Keyboard shortcuts

Press or to navigate between chapters

Press ? to show this help

Press Esc to hide this help

Chapter 4.2: Infrastructure Cost Optimization

“The cloud is like a gym membership. Everyone pays, but only the fit actually use it well.” — Anonymous FinOps Engineer

MLOps doesn’t just make you faster—it makes you cheaper. This chapter quantifies the infrastructure savings that come from proper ML operations, showing how organizations achieve 30-60% reductions in cloud spending.


4.2.1. The State of ML Infrastructure Waste

The average enterprise wastes 40-60% of its ML cloud spending.

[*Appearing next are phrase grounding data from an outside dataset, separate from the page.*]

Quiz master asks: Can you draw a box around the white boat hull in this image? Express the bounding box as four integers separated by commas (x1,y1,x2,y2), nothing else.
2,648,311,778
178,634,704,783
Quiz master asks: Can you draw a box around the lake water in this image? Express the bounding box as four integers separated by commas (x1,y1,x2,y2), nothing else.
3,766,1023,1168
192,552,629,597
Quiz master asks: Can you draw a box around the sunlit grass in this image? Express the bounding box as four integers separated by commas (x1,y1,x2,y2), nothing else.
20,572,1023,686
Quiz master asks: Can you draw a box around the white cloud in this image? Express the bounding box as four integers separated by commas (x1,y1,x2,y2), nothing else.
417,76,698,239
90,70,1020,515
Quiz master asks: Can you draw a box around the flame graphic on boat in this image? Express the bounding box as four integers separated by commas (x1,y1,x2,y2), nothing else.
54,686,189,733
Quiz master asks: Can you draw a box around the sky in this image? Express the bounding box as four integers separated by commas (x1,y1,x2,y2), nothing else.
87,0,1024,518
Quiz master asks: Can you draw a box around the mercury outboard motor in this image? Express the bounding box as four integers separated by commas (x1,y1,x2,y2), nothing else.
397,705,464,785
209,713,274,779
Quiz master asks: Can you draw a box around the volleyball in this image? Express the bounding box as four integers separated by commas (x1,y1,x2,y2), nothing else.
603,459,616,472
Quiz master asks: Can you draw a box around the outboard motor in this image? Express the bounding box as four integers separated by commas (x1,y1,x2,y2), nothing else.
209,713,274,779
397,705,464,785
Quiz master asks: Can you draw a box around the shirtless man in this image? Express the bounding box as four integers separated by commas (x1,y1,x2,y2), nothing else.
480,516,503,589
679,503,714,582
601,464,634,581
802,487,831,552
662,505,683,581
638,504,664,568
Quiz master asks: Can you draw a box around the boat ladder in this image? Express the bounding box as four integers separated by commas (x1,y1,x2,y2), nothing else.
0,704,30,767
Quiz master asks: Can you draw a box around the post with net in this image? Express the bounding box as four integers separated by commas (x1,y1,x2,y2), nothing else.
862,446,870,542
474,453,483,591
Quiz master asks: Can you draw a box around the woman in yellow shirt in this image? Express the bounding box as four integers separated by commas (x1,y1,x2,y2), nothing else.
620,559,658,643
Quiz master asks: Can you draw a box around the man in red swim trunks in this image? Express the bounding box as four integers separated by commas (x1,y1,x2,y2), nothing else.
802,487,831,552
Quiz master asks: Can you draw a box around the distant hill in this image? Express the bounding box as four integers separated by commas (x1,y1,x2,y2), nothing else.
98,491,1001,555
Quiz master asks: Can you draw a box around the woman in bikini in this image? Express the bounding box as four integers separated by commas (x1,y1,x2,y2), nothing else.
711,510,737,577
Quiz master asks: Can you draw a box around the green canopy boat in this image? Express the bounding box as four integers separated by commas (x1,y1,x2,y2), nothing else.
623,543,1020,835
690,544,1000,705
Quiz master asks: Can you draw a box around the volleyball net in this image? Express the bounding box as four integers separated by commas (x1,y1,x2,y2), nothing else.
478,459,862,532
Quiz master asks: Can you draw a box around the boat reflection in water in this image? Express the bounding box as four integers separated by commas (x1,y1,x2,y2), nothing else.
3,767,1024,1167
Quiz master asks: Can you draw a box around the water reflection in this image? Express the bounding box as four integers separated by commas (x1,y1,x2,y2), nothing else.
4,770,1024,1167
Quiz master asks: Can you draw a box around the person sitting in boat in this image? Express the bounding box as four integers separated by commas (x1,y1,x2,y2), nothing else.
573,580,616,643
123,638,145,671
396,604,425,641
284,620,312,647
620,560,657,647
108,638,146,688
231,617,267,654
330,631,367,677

This isn’t hyperbole—it’s documented reality.

Where the Money Goes (And Shouldn’t)

Waste CategoryTypical Waste RateRoot Cause
Idle GPU Instances30-50%Left running after experiments
Over-Provisioned Compute20-40%Using p4d when g4dn suffices
Redundant Storage50-70%Duplicate datasets, experiment artifacts
Inefficient Training30-50%Poor hyperparameter choices, no early stopping
Network Egress20-40%Unoptimized data transfer patterns

The ML Cloud Bill Anatomy

For a typical ML organization spending $10M annually on cloud:

Training Compute:     $4,000,000 (40%)
├── Productive:       $2,000,000
└── Wasted:           $2,000,000 (Idle + Over-provisioned)

Storage:              $2,000,000 (20%)
├── Productive:       $600,000
└── Wasted:           $1,400,000 (Duplicates + Stale)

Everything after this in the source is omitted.